Initially he didn’t want to look at the photo, but after a cursory glance, he said it wasn’t him. I remembered that strange incident for thirty years. After Ed died, Tim told me a story about our father mentioning people he knew in Cicero, Illinois. So I began my research project. The first thing I did was get copies of my father’s DD Form 214, his discharge papers from the Coast Guard.
The records don’t match the account Ed had given us of his time in the Coast Guard. He enlisted in Nebraska, even though there was a recruitment office in Des Moines, Iowa. According to the Coast Guard, he was a pilot, though he always denied knowing how to fly. Also, his records list his hair color as blond.
Ed had indeed been to Illinois in his life. Serially. He was discharged from the Coast Guard in Chicago, and he went there several times a year beginning in 1951. I have all his old passports. In the 1970s he flew to Chicago about every three months.
These trips had nothing to do with his job at Exxon.
Pat and I discussed it for two hours yesterday. One of the things Pat said was that he’d never seen our father genuinely smile. Ed had three modes for photos. The first was Flex Your Mouth.
Second was You’d Hate to Know What I’m Thinking.
And third was F*ck You and Your Prying Lens.
But as I told Pat yesterday, I’ve discovered several images of the man our father could’ve been if he’d had the strength to renounce his own father. Ed refused to be held accountable, and he denied responsibility for all his actions, which is why he died in terror. There was no need for this fear. The system is benign. When you own up to your sins, you’re given a chance to make amends. My father is an unquiet spirit, but he had moments of genuine happiness.
The last photo is Ed and Mari, the sister of our Venezuelan maid Nina. Mari was the funniest person I’ve ever met. She could even crack up my father.
At the start of his marriage to CeeCee, Ed made a genuine effort to break away from Frank. In the end my father lost. I can see why. Frank wasn’t tortured at all by his choices. He did what he wanted, and he would never have allowed his son to escape.

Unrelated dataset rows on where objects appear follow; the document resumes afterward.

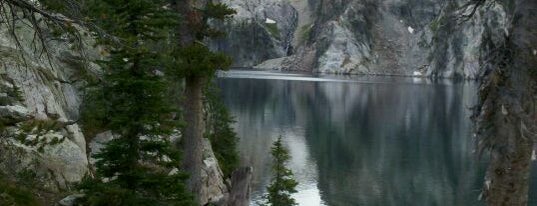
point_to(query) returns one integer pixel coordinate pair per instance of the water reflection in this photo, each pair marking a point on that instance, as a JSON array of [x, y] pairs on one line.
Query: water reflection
[[368, 141]]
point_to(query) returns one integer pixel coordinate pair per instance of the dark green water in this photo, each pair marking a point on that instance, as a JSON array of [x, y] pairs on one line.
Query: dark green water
[[360, 141]]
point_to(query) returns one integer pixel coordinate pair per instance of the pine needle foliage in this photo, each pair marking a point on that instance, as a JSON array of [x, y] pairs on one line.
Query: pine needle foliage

Frank’s death in 1965 sealed my father’s fate. The Swiss psychiatrist Alice Miller wrote that when a parent dies before the child can see the reality of the relationship, it becomes impossible for the child to ever “betray” the dead. Instead, the parent is elevated to sainthood
“My father was a lovely man,” Ed told me many times. I never argued. Ed was torn by his choices, so he self-medicated himself into almost every possible illness a person can have. Since I was afraid of my father, I took only one photo of him my entire life. This is it.
He had only a few months left to live.
But despite his troubles, there was a period in which he was happy. It was caught on film, so Pat and I know that it existed.